We were wondering why not simply consider the scalar type of all not-to-be-ignored instructions in the loop instead. We're traversing them all anyway here.

(PR39497 provides a vectorizable loop having no loads nor stores, but it's quite odd.)

lib/Transforms/Vectorize/LoopVectorize.cpp
4698

Call *I.user_begin(), or rather user_back(), once instead of thrice?
Checking isa<LoadInst> is somewhat redundant.
Taking the smaller T helps reduce MinWidth, but may also reduce MaxWidth.

test/Transforms/LoopVectorize/SystemZ/maxVF_truncload.ll
5

Smallest type should indeed be 32 bits, but Widest should (remain) 64 bits; unless the type of the original load should be ignored?

jonpa added inline comments.Nov 2 2018, 4:53 AM
test/Transforms/LoopVectorize/SystemZ/maxVF_truncload.ll
5

I am not sure I follow here - 'Smallest' was 32 even without this patch, but 'Widest' was 64, right?

hsaito added a subscriber: hsaito.Nov 2 2018, 4:39 PM

I prefer not to add this kind of "heuristics" on the functions that should just return "the fact". Even if the loaded value is truncated immediately, the load itself needs to be vectorized.

These kinds of issues should be handled by enabling TTI.shouldMaximizeVectorBandwidth() and then apply appropriate cost modeling fix on it.
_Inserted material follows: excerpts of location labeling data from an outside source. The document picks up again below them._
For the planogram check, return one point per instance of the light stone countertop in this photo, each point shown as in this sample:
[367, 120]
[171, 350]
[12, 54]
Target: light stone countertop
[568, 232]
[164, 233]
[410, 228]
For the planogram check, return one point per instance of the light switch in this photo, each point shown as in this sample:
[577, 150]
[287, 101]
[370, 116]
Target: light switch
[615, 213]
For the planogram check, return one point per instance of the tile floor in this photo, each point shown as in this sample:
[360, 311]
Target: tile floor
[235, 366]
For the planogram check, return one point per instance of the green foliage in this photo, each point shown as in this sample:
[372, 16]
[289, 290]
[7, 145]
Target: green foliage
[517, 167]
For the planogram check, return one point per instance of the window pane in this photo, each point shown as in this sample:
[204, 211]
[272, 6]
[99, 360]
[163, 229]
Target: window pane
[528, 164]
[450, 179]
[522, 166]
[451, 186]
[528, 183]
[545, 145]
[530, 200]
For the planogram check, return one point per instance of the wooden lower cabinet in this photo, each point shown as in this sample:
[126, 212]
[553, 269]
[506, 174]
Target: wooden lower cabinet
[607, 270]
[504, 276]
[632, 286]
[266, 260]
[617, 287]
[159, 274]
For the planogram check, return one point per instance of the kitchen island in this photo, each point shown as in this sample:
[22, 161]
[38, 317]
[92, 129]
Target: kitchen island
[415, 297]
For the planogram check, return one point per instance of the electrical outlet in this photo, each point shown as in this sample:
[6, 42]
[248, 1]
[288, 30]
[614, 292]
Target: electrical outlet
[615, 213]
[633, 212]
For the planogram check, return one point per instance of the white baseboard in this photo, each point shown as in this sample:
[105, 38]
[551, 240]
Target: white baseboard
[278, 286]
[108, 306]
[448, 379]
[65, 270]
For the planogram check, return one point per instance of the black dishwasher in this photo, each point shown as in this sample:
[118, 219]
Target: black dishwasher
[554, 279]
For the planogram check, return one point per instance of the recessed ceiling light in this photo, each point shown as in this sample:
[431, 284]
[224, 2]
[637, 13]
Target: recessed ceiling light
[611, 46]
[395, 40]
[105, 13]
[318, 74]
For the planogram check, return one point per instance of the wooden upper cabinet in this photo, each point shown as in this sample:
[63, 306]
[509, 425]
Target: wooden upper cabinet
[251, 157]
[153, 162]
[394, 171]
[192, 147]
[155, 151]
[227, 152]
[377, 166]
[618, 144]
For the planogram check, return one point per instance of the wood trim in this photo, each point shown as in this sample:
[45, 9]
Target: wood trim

If we keep adding those little things
to places that doesn't really belong, we'll never fix the cost model properly to enable TTI.shouldMaximizeVectorBandwidth(). Please use this as an incentive to spend time on the cost
model. Please don't get confused by the name of the function. It just means vectorizer has more VF choices to lower the cost of executing the loop.

Thanks,
Hideki

Ayal added inline comments.Nov 3 2018, 9:39 AM
lib/Transforms/Vectorize/LoopVectorize.cpp
4698

One way of affecting only MinWidth:

{
  Type *TruncT = (*I.user_begin())->getType();
  MinWidth = std::min(MinWidth,
                      (unsigned)DL.getTypeSizeInBits(TruncT->getScalarType()));
}
test/Transforms/LoopVectorize/SystemZ/maxVF_truncload.ll
5

Ahh, right. There are two distinct issues here:

  1. how are Smallest and Widest types computed?
  2. which of Smallest or Widest type is used for setting MaxVF?

For the second issue, as @hsaito pointed out, see https://reviews.llvm.org/D44523.

The first issue, e.g., expanding "64 / 64 bits" into "32 / 64 bits" in the following revised example where both load and store are 64 bits but compute is 32 bits, would benefit from your patch:

define void @fun(i64 %n, i32 %v, i64* %ptr, i64* %dst) {
entry:
  br label %for.body

for.body:
  %i = phi i64 [ 0, %entry ], [ %iv.next, %for.body ]
  %addr = getelementptr inbounds i64, i64* %ptr, i64 %i
  %l64 = load i64, i64* %addr
  %conv = trunc i64 %l64 to i32
  %add = add i32 %conv, %v
  %sext = sext i32 %add to i64
  %addr1 = getelementptr inbounds i64, i64* %dst, i64 %i
  store i64 %sext, i64* %addr1
  %iv.next = add nuw nsw i64 %i, 1
  %cmp = icmp slt i64 %iv.next, %n
  br i1 %cmp, label %for.body, label %for.end

for.end:
  ret void
}
jonpa abandoned this revision.Nov 6 2018, 4:38 AM

Thanks for feedback and explanations! I will abandon this, and instead aim at enabling TT.shouldMaximizeVectorBandwidth().

Thanks for feedback and explanations! I will abandon this, and instead aim at enabling TT.shouldMaximizeVectorBandwidth().

Thanks. That's great. In a long run, it would be much better.